Read The Ghost Road Online

Authors: Pat Barker

The Ghost Road (19 page)

They stood together, breathing. Rivers shone his torch
at the floor and cautiously they moved deeper into the cave. He put a hand out
and touched something that slithered away under his fingers,
then
swung the torch round, a weak sickly ring of yellow light that revealed what
for a second made him doubt his sanity: the walls were alive. They were covered
in heaving black fur.

Bats, of course.
After the first jolt of fear, it was obvious. He
directed the torch at the ceiling where more bats hung, thousands of them,
hundreds of thousands perhaps, little sooty stalactites. As the torch swept
over them, they raised their heads, frenzied little faces, wet pink gums, white
fangs, all jabbering with fear.

Moving very slowly and quietly, not wanting to disturb
them further, he again shone the torch at the ground, so that they stood,
disconnected feet and legs, in a pool of light. He shouldn't have been startled
by the bats, because he knew—Njiru had mentioned it—that in the old days it had
been a regular outing for the men of Narovo to go and hunt bats in the cave at
Pa Na Keru. But then one day, or so the legend said, a man took the wrong
turning and, while his companions wound their way
out
of the mountain, his
every step was leading him deeper into it. At last he stumbled upon another
exit, and made his way back to the village, but, though he'd been missing less
than a week, he returned an old man. He stayed with his mother for three days,
but then his face turned black and he crumbled away into dust.

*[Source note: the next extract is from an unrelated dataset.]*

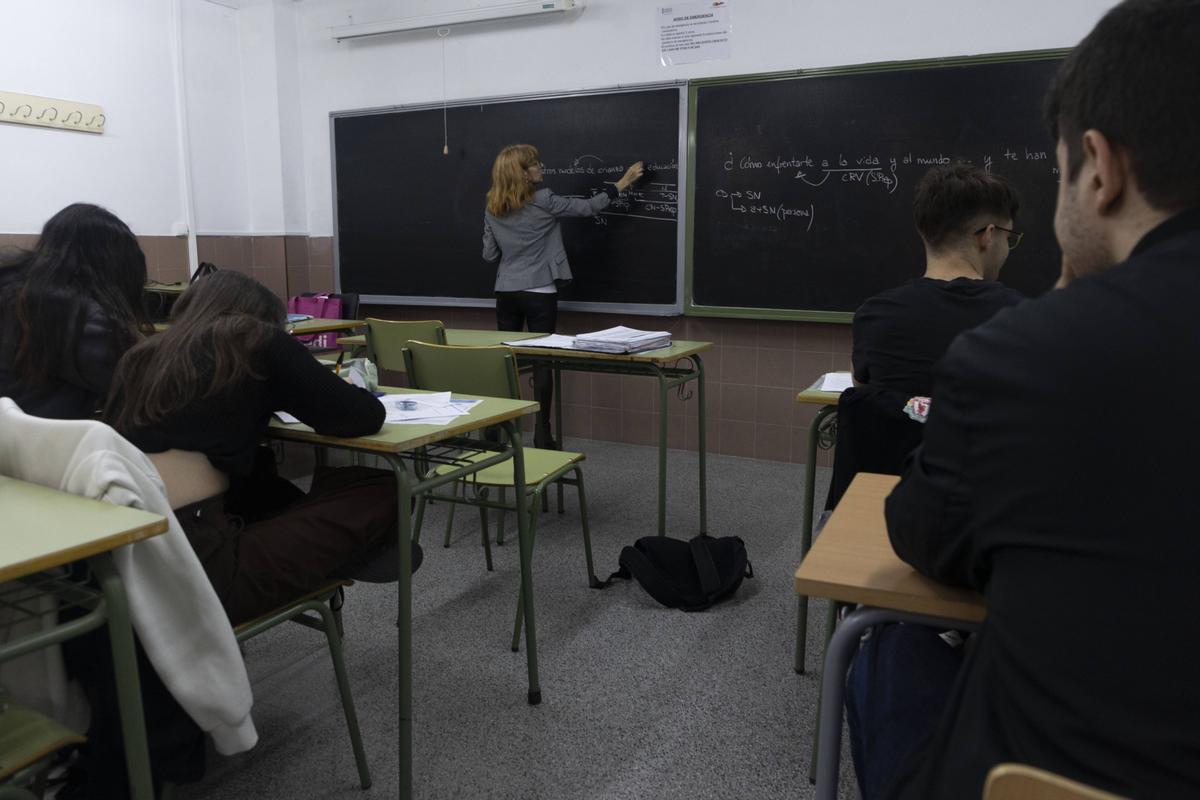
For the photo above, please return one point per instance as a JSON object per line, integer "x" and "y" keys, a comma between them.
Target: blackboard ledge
{"x": 736, "y": 312}
{"x": 646, "y": 310}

Nobody had followed them into the inner cave. Hocart
was busy with his drawings and the islanders were presumably afraid of the
legend. Was Njiru also afraid? If he was, he didn't show it. They could hear
talk and laughter only a few feet away, in the outer cave, but their isolation
in this hot, fur-lined darkness was complete.

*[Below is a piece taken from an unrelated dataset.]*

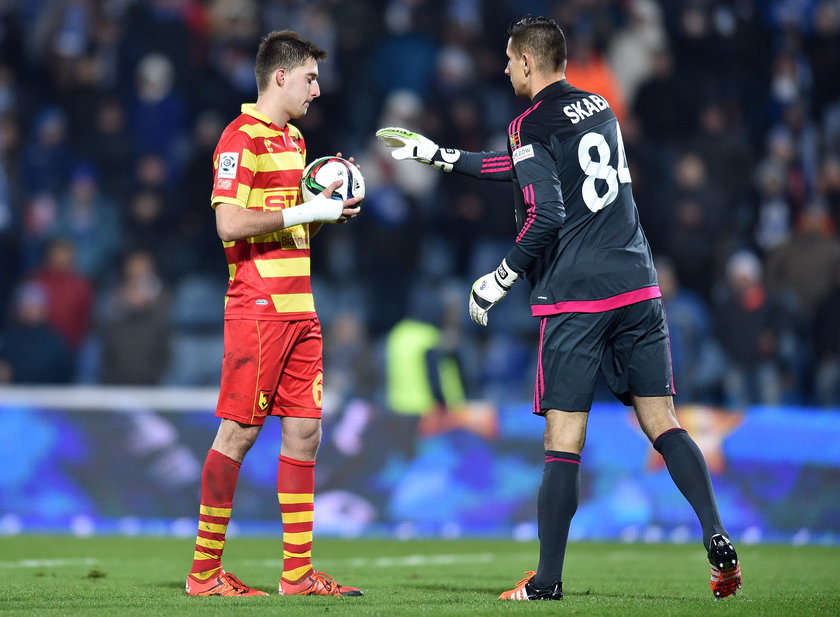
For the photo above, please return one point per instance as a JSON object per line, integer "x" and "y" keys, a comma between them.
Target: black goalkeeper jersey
{"x": 579, "y": 242}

This was the first time he'd been alone with Njiru
since Ngea's death, and Rivers wanted to talk about Emele: partly because any
ceremony connected with the death of a chief was important, but partly too
because he felt concern for the woman herself.

'Tongo polo
,' he said.

He felt Njiru withdraw.

'How long?' he persisted.
'How many
days?'

Njiru shook his head. 'Man old time he savvy
tongo polo,
now no all same.'

The last words were accompanied by a dismissive
chopping movement of his hand, not intended to make contact with anything, but
his fingers clipped the end of the torch and sent it clattering to the ground,
where it continued to shine, a single yellow eye focused on them in the
darkness. Then the walls lifted off and came towards them. Rivers barely had
time to see the beam of light become a tunnel filled with struggling shapes
before he was enclosed in flapping squeaking screaming darkness, blinded, his skin
shrinking from the contact that never came.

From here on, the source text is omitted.